Lindsay, me and Trisha at their book launch party at The Book Cellar in Chicago |
Trisha and Lindsay were my mentors for Brenda Drake's Pitch Wars. It was a thrill to be chosen as a mentee and then to work with these super talented and down-to-business mentors. My manuscript is so much stronger thanks to their questions and asking for more and pushing me to think about what truly is the core of my story. It was a lot of work (I'm still kind of recovering...) but so completely worth it. I recommend Pitch Wars to anyone who is thinking they'll be ready next fall. I think I would recommend other contests as well, I'm just not familiar with others and can't speak to them.
Sometimes I think about my life and how fortunate I am to be who I am and where I am and to have everything that I have. There is so much to be truly thankful for but while revising my novel, I thought a lot about luck. For a long time I believed in coincidences and fate. I'm not sure what I think now. I'm still undecided, I think. I want to experience more of life before I officially decide but it seems like life is about weighing out the options, making choices that seem best at the time based on given information and dealing with consequences.
And then dealing with consequences is all about perspective. Being optimistic is part of my nature. Sometimes I live in a happy bubble and remind myself that not everyone has a bubble of happy they can burrow into all the time. Recently, a colleague said I was idealistic, always thinking about the best-case scenario and planning or working towards that. I understand what she was saying, but I can't see the sense in working towards anything less than the ideal situation. Maybe we don't get there, or maybe we have to take super, teeny, tiny steps to get there. But any progress can be a celebration and you adjust as you go.

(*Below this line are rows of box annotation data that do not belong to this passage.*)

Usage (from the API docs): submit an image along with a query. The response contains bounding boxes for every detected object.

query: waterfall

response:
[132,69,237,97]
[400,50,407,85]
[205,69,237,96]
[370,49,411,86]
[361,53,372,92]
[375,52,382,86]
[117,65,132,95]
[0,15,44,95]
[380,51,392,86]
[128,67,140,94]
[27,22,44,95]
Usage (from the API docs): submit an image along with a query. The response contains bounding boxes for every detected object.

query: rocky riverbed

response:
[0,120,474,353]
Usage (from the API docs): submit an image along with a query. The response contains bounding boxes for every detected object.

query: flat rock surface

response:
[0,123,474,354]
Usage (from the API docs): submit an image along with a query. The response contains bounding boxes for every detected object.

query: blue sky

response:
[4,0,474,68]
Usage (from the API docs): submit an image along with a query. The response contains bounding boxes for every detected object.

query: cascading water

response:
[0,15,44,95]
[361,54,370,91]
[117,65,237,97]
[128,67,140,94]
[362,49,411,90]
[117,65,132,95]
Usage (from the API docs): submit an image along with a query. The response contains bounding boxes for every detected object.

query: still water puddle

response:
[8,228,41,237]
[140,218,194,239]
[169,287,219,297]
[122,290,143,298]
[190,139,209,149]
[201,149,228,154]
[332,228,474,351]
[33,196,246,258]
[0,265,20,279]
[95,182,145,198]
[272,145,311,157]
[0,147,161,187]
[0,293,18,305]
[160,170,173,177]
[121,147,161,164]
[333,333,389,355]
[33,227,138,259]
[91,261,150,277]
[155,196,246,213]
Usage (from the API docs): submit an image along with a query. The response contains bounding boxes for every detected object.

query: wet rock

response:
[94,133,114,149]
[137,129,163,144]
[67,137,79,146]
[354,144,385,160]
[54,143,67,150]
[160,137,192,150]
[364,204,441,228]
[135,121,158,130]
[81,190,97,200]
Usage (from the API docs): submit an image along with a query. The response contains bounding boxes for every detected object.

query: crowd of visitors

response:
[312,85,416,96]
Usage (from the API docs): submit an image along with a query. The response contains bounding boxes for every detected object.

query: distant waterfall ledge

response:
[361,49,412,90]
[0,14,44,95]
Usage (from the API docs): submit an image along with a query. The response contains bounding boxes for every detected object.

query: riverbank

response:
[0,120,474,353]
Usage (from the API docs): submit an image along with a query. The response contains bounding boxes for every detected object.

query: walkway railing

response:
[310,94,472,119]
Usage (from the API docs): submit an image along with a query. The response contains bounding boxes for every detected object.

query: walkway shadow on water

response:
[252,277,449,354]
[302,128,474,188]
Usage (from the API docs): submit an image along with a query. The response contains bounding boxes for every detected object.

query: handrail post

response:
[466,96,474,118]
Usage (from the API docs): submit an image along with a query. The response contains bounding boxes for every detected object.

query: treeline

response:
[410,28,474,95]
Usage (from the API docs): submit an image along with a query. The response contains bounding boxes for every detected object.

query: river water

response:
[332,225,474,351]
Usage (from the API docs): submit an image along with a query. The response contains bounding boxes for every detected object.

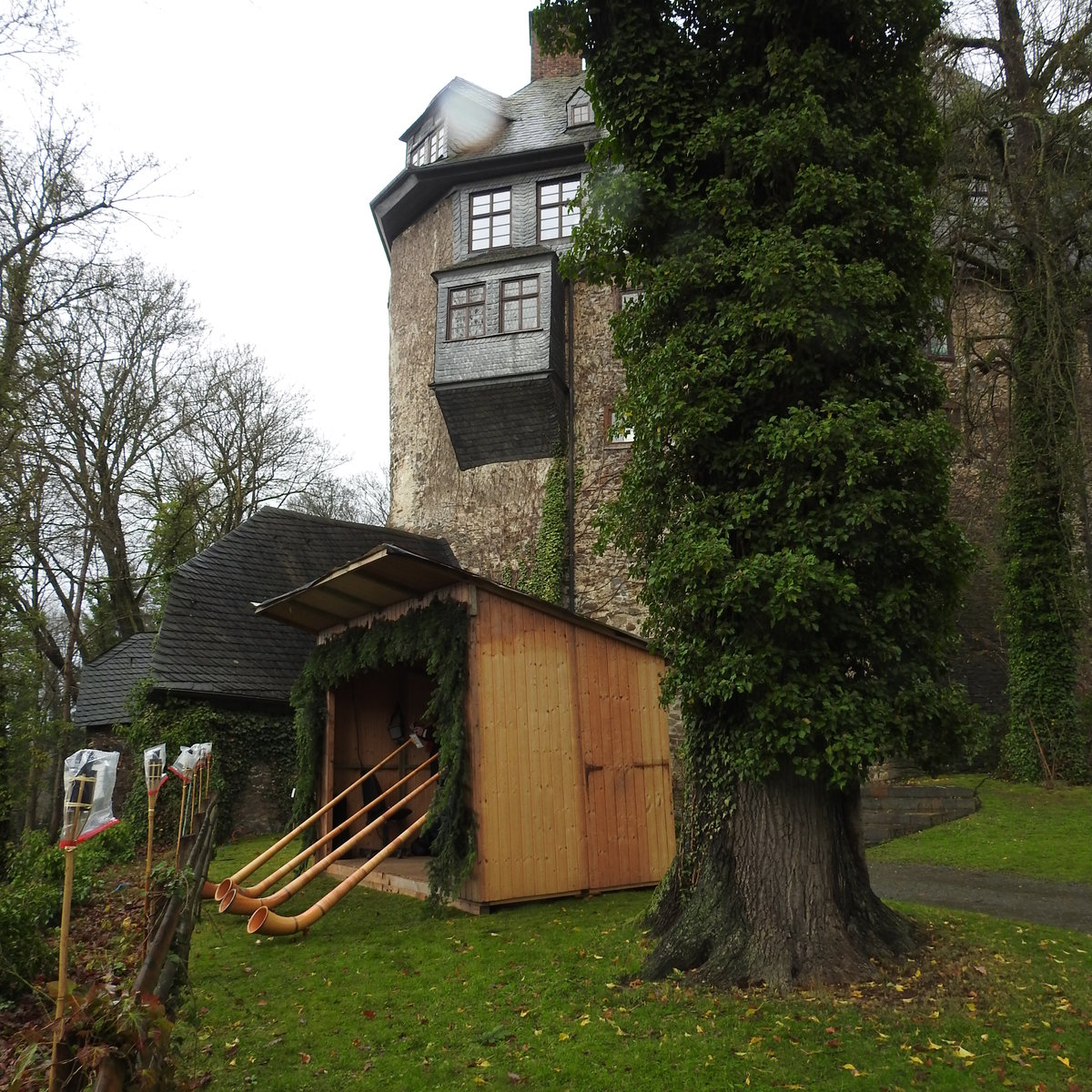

Was it destiny that I finished up revisions just as submissions for Pitch Wars opened? Was it fate that I was chosen for Pitch Wars? Was it coincidence that the Creed launch party was in Chicago just as Pitch Wars was ending? Maybe. Maybe a divine power? Or maybe we fill in the blanks and weave a serendipity story when it seems like things have fallen into place just for us. Personally, I love the idea that I get to write my own story, that life is a glorious choose-your-own-adventure book and I get to turn the pages. In the end, I'll look back on it from my happy bubble and bask in its fairy-tale awesomeness. Why not, right? How about you? What do you think?